Correlation Between Inhibrx and Instil Bio
Can any of the company-specific risk be diversified away by investing in both Inhibrx and Instil Bio at the same time? Although using a correlation coefficient on its own may not help to predict future stock returns, this module helps to understand the diversifiable risk of combining Inhibrx and Instil Bio into the same portfolio, which is an essential part of the fundamental portfolio management process.
By analyzing existing cross correlation between Inhibrx and Instil Bio, you can compare the effects of market volatilities on Inhibrx and Instil Bio and check how they will diversify away market risk if combined in the same portfolio for a given time horizon. You can also utilize pair trading strategies of matching a long position in Inhibrx with a short position of Instil Bio. Check out your portfolio center. Please also check ongoing floating volatility patterns of Inhibrx and Instil Bio.
Diversification Opportunities for Inhibrx and Instil Bio
0.25 | Correlation Coefficient |
Modest diversification
The 3 months correlation between Inhibrx and Instil is 0.25. Overlapping area represents the amount of risk that can be diversified away by holding Inhibrx and Instil Bio in the same portfolio, assuming nothing else is changed. The correlation between historical prices or returns on Instil Bio and Inhibrx is a relative statistical measure of the degree to which these equity instruments tend to move together. The correlation coefficient measures the extent to which returns on Inhibrx are associated (or correlated) with Instil Bio. Values of the correlation coefficient range from -1 to +1, where. The correlation of zero (0) is possible when the price movement of Instil Bio has no effect on the direction of Inhibrx i.e., Inhibrx and Instil Bio go up and down completely randomly.
Pair Corralation between Inhibrx and Instil Bio
Given the investment horizon of 90 days Inhibrx is expected to generate 0.46 times more return on investment than Instil Bio. However, Inhibrx is 2.18 times less risky than Instil Bio. It trades about -0.05 of its potential returns per unit of risk. Instil Bio is currently generating about -0.04 per unit of risk.

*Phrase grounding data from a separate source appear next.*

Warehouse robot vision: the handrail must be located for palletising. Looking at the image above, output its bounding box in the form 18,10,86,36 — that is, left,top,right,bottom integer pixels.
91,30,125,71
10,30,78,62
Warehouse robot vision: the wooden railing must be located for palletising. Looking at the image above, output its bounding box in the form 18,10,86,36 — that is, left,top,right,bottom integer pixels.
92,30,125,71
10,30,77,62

If you would invest 1,508 in Inhibrx on December 1, 2024 and sell it today you would lose (183.00) from holding Inhibrx or give up 12.14% of portfolio value over 90 days.
Time Period | 3 Months [change] |
Direction | Moves Together |
Strength | Very Weak |
Accuracy | 100.0% |
Values | Daily Returns |
Inhibrx vs. Instil Bio
Performance |
Timeline |
Inhibrx |
Instil Bio |
Inhibrx and Instil Bio Volatility Contrast
Predicted Return Density |
Returns |
Pair Trading with Inhibrx and Instil Bio
The main advantage of trading using opposite Inhibrx and Instil Bio positions is that it hedges away some unsystematic risk. Because of two separate transactions, even if Inhibrx position performs unexpectedly, Instil Bio can make up some of the losses. Pair trading also minimizes risk from directional movements in the market. For example, if an entire industry or sector drops because of unexpected headlines, the short position in Instil Bio will offset losses from the drop in Instil Bio's long position.Inhibrx vs. Crinetics Pharmaceuticals | Inhibrx vs. Merus BV | Inhibrx vs. Lyell Immunopharma | Inhibrx vs. Kronos Bio |
Instil Bio vs. Assembly Biosciences | Instil Bio vs. Nuvation Bio | Instil Bio vs. Achilles Therapeutics PLC | Instil Bio vs. NextCure |
Check out your portfolio center.Note that this page's information should be used as a complementary analysis to find the right mix of equity instruments to add to your existing portfolios or create a brand new portfolio. You can also try the Alpha Finder module to use alpha and beta coefficients to find investment opportunities after accounting for the risk.